Pandangan Habermas yang berhubungan dengan pentinya media dalam sebuah masyarakat demokratis didukung oleh O'Neil yang menyatakan bahwa ‘media ... sangatlah vital terhadap pembentukan dan vitalisal sebuah masyarakat sipil; tanpanya kebebasan berkomunikasi yang merupakan pondasi demokrasi akan lemah.'[21] Karena ‘hanya warga Negara yang punya informasi bisa menjadi seorang warga Negara yang demokratis'[22] dan ‘[media] memainkan sebuah peran yang sangat penting dalam menyebarkan informasi'[23] sehingga peran mereka sangat penting bagi demokrasi.
Argumen tersebut didukung oleh Randall yang menyatakan bahwa
Untuk berfungsinya demokrasi, masyarakat sipil membutuhkan akses terhadap informasi sebagai alat untuk mengetahui pilihan - pilihan politik. Sementara para politisi membutuhkan media untuk menyampaikan pandangan - pandangan mereka dan untuk berinteraksi dengan masyarakat. Media tidak berdiri sendiri dalam sebuah sistem sosial tetapi menyediakan saluran komunikasi para pelaku di dalamnya.[24]
Pernyataan tersebut menyiratkan bahwa media sebagai bagian dari public sphere mempunyai dua fungsi yaitu sebagai sumber informasi dan sebagai tempat di mana warga Negara dapat melakukan perdebatan terhadap isu - isu yang menjadi perhatian mereka. Meskipun demikian kedua fungsi tersebut saling terkait dan sangat sulit untuk dibedakan karena dalam perdebatan juga terjadi pertukaran ide - ide dan informasi. Sehingga, penulis beranggapan bahwa media dapat dikatakan bertindak sebagai unsur dari public sphere ketika mereka menyebarkan informasi yang berkaitan concerns masyarakat atau ketika menyediakan ruang bagi perdebatan isu - isu public.
Sementara berkenaan dengan peran televisi sebagai public sphere telah ada beberapa studi yang telah dilakukan. Harrington, misalnya, mendiskusikan isu tentang public sphere di televisi Australia dengan mengambil obyek acara The Panel milik stasiun televisi Ten Networks. Ia menyimpulkan bahwa ‘progam tersebut mampu meningkatkan potensi dari debat ‘rasional-kritis' sehari - hari sebagai inti dari public sphere'.[25] Pendapat ini didukung oleh Kitley dengan merujuk kepada televisi dan public sphere di Indonesia. Ia menyatakan bahwa TVRI ‘membantu terciptanya public sphere yang makin luas.' [26]

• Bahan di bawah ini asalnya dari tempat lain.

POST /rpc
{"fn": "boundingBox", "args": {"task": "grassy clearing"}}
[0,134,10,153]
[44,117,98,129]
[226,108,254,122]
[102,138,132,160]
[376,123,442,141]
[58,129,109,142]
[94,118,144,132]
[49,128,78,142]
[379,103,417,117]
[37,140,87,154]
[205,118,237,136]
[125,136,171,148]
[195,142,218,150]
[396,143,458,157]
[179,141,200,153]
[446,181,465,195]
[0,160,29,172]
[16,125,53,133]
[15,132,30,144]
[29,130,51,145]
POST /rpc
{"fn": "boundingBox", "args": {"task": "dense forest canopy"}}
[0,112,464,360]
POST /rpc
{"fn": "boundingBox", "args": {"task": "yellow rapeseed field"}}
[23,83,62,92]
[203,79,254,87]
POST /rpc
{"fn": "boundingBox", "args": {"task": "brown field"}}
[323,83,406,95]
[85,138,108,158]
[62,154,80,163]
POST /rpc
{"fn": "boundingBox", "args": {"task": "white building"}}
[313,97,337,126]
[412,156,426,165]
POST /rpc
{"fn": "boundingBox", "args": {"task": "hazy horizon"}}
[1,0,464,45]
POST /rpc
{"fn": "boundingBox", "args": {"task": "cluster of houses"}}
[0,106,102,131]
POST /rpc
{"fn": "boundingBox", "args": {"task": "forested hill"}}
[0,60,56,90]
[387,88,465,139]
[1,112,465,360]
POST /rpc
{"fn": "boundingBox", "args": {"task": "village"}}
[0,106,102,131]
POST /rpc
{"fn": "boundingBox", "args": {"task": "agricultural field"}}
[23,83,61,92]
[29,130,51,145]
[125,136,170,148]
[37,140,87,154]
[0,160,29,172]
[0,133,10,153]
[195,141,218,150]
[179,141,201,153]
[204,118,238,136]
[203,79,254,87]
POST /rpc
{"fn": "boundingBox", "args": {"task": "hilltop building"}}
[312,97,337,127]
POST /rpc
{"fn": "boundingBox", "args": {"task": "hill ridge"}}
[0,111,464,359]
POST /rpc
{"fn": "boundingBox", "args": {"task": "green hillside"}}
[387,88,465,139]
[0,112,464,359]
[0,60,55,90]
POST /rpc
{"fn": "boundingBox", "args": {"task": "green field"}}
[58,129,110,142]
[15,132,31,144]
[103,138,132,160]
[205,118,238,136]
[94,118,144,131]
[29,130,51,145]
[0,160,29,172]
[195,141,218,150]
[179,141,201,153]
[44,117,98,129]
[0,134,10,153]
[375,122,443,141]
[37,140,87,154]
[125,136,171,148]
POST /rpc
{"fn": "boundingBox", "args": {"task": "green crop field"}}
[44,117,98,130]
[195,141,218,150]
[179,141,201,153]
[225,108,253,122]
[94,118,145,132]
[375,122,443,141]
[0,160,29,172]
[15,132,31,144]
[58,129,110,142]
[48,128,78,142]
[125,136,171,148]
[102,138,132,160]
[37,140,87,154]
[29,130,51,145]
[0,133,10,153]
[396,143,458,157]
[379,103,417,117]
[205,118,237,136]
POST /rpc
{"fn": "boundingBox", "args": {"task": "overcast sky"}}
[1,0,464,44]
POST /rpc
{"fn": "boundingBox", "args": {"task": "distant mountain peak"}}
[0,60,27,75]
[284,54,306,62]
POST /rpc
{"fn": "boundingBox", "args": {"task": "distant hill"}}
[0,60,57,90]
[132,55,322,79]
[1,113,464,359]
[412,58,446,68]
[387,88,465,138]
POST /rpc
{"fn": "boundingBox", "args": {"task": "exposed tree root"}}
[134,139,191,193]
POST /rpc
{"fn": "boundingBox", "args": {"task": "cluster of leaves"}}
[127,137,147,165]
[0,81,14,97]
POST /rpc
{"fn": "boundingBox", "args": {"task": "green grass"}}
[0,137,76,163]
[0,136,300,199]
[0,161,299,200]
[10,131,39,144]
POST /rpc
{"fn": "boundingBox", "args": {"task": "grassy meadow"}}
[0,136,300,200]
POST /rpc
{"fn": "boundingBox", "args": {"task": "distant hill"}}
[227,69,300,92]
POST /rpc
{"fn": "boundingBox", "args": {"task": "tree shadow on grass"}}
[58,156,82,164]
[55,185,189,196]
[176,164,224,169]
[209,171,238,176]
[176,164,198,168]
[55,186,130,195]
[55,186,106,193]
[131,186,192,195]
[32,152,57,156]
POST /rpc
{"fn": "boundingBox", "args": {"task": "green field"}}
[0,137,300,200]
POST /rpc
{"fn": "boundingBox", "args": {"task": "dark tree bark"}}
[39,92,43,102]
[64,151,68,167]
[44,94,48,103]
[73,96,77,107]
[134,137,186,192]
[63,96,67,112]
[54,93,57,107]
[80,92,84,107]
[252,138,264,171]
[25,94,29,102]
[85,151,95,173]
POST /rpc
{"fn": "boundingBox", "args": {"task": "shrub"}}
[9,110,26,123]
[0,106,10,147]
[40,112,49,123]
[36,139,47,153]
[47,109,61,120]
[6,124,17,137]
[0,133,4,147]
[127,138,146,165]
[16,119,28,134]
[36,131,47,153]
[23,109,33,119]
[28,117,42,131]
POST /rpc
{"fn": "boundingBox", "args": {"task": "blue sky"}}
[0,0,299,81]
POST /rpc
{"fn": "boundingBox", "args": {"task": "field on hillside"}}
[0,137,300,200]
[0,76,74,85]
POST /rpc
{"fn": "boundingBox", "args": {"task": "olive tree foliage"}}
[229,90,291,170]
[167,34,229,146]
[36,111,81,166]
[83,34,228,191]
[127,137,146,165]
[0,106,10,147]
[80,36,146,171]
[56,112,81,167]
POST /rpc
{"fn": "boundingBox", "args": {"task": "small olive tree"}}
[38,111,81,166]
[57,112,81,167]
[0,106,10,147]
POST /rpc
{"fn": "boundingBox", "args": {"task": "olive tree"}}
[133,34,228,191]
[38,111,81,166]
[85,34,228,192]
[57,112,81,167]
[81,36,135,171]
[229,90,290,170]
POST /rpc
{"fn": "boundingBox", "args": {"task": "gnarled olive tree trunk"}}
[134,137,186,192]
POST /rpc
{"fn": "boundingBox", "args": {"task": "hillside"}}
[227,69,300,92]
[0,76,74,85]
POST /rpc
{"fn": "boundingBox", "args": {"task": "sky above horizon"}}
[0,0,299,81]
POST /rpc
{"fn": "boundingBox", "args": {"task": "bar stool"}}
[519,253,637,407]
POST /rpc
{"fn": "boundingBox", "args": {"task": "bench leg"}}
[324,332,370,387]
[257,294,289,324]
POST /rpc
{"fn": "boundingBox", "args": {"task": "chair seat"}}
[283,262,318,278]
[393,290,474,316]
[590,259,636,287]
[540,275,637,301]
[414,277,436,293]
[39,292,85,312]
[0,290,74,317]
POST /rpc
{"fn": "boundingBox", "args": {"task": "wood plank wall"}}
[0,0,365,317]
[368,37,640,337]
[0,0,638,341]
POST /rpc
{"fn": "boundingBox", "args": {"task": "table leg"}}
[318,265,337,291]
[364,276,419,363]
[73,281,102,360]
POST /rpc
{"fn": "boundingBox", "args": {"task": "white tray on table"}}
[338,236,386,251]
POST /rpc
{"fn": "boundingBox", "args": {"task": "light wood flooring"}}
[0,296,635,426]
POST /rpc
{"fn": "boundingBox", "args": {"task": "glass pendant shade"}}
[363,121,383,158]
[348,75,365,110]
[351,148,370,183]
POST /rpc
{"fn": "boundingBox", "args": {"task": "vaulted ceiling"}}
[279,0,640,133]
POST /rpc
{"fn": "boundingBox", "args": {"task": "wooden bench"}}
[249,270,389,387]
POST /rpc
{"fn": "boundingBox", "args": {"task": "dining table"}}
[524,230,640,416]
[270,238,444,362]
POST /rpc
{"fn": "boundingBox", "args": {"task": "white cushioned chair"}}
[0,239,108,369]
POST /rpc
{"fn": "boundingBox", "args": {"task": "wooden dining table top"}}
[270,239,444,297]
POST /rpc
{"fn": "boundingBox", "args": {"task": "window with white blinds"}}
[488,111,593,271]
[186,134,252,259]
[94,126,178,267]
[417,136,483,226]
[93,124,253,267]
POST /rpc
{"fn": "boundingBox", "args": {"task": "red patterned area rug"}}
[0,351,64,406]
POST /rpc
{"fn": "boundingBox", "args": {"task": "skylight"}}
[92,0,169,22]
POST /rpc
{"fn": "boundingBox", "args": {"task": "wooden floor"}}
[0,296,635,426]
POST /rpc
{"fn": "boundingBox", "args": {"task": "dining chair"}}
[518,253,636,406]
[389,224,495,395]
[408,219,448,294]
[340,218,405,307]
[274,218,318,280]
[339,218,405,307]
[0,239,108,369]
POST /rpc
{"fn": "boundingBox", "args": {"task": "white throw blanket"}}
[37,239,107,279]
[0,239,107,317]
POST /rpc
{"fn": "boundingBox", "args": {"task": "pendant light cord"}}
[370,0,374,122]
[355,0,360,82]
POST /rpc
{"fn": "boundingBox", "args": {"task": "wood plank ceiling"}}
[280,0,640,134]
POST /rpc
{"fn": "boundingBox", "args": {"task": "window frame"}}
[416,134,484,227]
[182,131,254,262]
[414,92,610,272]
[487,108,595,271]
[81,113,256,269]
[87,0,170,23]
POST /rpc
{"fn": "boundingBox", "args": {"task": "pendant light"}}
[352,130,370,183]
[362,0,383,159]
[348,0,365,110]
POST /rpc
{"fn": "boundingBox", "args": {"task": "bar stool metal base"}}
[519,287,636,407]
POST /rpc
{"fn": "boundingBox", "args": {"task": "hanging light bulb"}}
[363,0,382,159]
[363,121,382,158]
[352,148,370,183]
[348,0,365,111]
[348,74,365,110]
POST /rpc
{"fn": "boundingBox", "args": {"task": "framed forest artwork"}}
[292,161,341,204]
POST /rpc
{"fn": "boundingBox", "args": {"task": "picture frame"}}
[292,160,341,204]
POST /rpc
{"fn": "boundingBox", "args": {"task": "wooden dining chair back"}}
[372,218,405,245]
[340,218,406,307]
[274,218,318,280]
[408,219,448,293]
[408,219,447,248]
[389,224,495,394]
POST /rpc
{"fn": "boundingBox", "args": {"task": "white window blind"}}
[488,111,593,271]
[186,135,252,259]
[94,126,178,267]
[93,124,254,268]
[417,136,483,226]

Tetapi orang yang skeptis mempertanyakan efektifitas televisi dibandingkan dengan media cetak yang lebih mendalam liputan beritanya.[27] Hal ini mungkin karena sifat dari jurnalisme penyiaran yang cenderung singkat dan tidak mendalam karena keterbatasan waktu. Seperti dikatakan oleh pembawa acara Newshour di stasiun televise PBS, Robert McNeil yang mengatakan bahwa jurnalisme penyiaran ‘menjaga segala sesuatunya singkat, tidak mengganggu perhatian tetapi memberikan stimulasi konstan melalui keragaman, kekinian, aksi, dan pergerakan.[28]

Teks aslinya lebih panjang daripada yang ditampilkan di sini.